From my earliest days, I was
destined to be a nerd. My mother is a fantasy author, so The Once and Future King was more or less required reading in childhood. My house was covered in all manner of fairies, mermaids, and dragons. My dolls had names like Galadriel and Morgan Le Fay. So I think as I got older and my husband told me about these amazing books by George R.R. Martin that I just had to read, I almost fought against it simply because I was like,"I've had enough of this to last a lifetime." But this sh*t is (apparently) in my blood. I read it. I loved it. But that's not the end.
You see, a nerd can't just read something like the
Song of Ice and Fire series and just be like, "Oh, that was pretty cool." We can't even be like, "Yippee! That was one of my favorite books." No. We obsess over it. We devour all the books one after the other within a month or two. We spend hours on A Wiki of Ice and Fire reading backstories and fan theories. We start a blog with similarly minded friends that is basically an online version of "Marry/F*ck/Kill" with GoT characters. We slavishly follow all the news about the TV show and pick apart every narrative departure and casting decision.
We really, really can't help ourselves. Like I said,
it's in our blood.
As such, being a
Game of Thrones fan will absolutely spill into how we approach parenting... When Your Child Nervously Asks For A Nightlight, You Nod, "For The Night Is Dark And Full Of Terrors."
Sure, you're probably making them more scared of the dark with that creepy and foreboding idiom, but as a
Game of Thrones fan, you know you can't waste such a perfect opportunity to use a memorable quote. You Want To Get Them A Mythical Creature As A Pet
The Stark children all had a pet direwolf (well, at one point they all did; Let's go ahead and pour one out for Lady and Grey Wind). When a Targaryen child was born, back in the day, a dragon egg was placed in their crib. These details make you think to yourself, "OMG, my Isabella would be so cute riding a dragon or cuddling a pony-sized wolf." There's just something about little kids and ridiculously dangerous beasts that makes your heart pitter-pat.
You Refer To Your Kid As "My Sweet Summer Child"
Especially when they're being naive.
You Have Spent Too Much Time Trying To Figure Out What House They Belong To
It's like sorting your kids into Hogwarts houses, but with
even more options. This will occupy hours of your time. My mercurial, bold, and affable son is definitely a Baratheon. My daughter is difficult to tell at the moment, but given the fact that she's a very big, tall blonde with beautiful blue eyes, I figure she's probably from the same stock as Brienne of Tarth. When They Do Something Sneaky, You Are Secretly Proud
Because cunning is the only way they will get by in Westeros.
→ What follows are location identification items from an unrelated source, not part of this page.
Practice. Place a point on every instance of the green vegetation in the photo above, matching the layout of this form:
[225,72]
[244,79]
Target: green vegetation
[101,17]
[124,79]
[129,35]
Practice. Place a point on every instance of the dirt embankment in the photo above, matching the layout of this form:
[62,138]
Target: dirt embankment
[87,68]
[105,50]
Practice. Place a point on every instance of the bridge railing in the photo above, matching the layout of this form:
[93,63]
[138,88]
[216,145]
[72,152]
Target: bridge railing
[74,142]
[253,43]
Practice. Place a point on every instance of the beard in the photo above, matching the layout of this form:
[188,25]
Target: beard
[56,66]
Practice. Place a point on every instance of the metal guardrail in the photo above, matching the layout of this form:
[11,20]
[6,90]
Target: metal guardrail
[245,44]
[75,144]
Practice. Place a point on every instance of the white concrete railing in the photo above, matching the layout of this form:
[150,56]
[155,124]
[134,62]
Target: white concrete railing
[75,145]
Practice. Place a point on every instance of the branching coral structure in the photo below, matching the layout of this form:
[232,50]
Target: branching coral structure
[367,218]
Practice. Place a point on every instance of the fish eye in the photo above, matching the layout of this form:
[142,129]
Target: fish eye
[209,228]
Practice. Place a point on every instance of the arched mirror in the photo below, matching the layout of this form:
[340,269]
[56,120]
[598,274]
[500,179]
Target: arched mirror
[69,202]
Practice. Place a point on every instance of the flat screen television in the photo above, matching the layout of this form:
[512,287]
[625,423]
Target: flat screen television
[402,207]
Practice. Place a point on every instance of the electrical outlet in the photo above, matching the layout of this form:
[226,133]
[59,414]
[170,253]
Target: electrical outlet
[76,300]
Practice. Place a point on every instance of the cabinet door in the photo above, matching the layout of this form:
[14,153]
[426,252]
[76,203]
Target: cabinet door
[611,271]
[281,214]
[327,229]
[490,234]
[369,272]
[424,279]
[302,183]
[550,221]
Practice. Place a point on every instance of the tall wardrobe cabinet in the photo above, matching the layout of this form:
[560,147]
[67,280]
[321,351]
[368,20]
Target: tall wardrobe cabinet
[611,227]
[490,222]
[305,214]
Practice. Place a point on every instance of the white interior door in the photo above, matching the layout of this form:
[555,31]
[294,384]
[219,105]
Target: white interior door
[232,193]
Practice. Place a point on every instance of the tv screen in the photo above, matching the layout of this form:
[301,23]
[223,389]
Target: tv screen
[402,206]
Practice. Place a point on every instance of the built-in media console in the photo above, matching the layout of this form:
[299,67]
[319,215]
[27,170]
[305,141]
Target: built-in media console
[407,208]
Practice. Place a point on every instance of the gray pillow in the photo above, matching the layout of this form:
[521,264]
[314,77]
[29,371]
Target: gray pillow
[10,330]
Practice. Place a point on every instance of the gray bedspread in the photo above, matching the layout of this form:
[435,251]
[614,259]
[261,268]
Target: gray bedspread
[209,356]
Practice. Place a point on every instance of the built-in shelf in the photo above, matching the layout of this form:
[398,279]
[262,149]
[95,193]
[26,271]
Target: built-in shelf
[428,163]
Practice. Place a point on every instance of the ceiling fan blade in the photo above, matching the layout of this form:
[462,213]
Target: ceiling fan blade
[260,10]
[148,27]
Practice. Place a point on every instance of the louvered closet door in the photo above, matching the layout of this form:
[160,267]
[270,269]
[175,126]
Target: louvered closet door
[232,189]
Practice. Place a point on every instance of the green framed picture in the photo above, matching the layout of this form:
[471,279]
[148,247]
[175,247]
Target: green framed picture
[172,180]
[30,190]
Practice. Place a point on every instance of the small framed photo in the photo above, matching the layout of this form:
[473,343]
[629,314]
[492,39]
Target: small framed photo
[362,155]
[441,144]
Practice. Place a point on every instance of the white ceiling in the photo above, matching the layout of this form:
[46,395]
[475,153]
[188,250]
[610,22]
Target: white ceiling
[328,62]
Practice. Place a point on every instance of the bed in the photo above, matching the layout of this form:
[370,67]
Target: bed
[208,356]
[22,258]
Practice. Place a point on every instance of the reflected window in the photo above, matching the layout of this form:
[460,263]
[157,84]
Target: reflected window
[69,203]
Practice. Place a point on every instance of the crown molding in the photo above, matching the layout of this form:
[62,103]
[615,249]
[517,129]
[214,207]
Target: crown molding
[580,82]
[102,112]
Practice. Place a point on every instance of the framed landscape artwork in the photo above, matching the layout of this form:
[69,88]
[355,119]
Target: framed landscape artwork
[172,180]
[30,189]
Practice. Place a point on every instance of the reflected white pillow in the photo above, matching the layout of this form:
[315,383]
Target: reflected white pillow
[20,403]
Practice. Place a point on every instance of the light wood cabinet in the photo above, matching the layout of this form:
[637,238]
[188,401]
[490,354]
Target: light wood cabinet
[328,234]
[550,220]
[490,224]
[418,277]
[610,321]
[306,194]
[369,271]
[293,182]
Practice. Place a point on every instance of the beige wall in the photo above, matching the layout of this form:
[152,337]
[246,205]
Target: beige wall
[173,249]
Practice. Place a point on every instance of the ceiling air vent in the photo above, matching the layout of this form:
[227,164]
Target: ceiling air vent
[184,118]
Sure, this isn't Westeros and lying to you about how many pieces of candy they swiped from your desk drawer isn't exactly a survival skill, but
still. You Try To Guess Their Westeros Occupation
Would they be a knight? A Black Brother? A septon/septa? A maester? A priest of the Drowned God? Mistress of Whispers? Pirate? Faceless Man? Warlock? Woods Witch? Spear wife? This is what will occupy your time after you finally figure out which house they belong to.
You Want To Get Them "Dance Lessons"
Because once you get them that wolf or dragon as a pet, they will need deadly weapons to play with as well... #parentoftheyear
You Have So Many Halloween Costume Ideas
When my son was 2 years old, I wanted to do a family costume as the three Lannister children: Cersei, Jaime, and Tyrion. But my sweet summer child decided to be a total Joffrey and wouldn't put on his red cloak and gold chain. He basically broke my heart.
You Frequently Tell Them They Know Nothing (If Only In Your Head)
Because seriously, kids don't know a damn thing.
You've Gone Through The Illustrated History Of Westeros With Them And Given Them Child-Friendly Versions Of The Stories is a really cool tome on the history of Westeros and a peek into the lands surrounding it. The illustrations are absolutely stunning, and if your children are like mine, they will love going through and asking about the dragons, knights, kings and queens, and castles they see depicted therein. But since this is 1,000,000% not a children's book, you can go ahead and skip over telling them that Aegon Targaryen and his sister-wives literally burned a field full of men alive in order to conquer the Seven Kingdoms. A World of Ice and Fire You Have Adopted 'Game Of Thrones' Pet Names For Them
Your daughter is not "princess." She's your little khaleesi. Your son is "my sun and stars." (My son was "Little Robert Baratheon" for his propensity to double-fist sippy cups and grab boobs.)
When You Babywear You Pretend You're Hodor
Because, Hodor, folks. Hodor Hodor Hodor Hodor.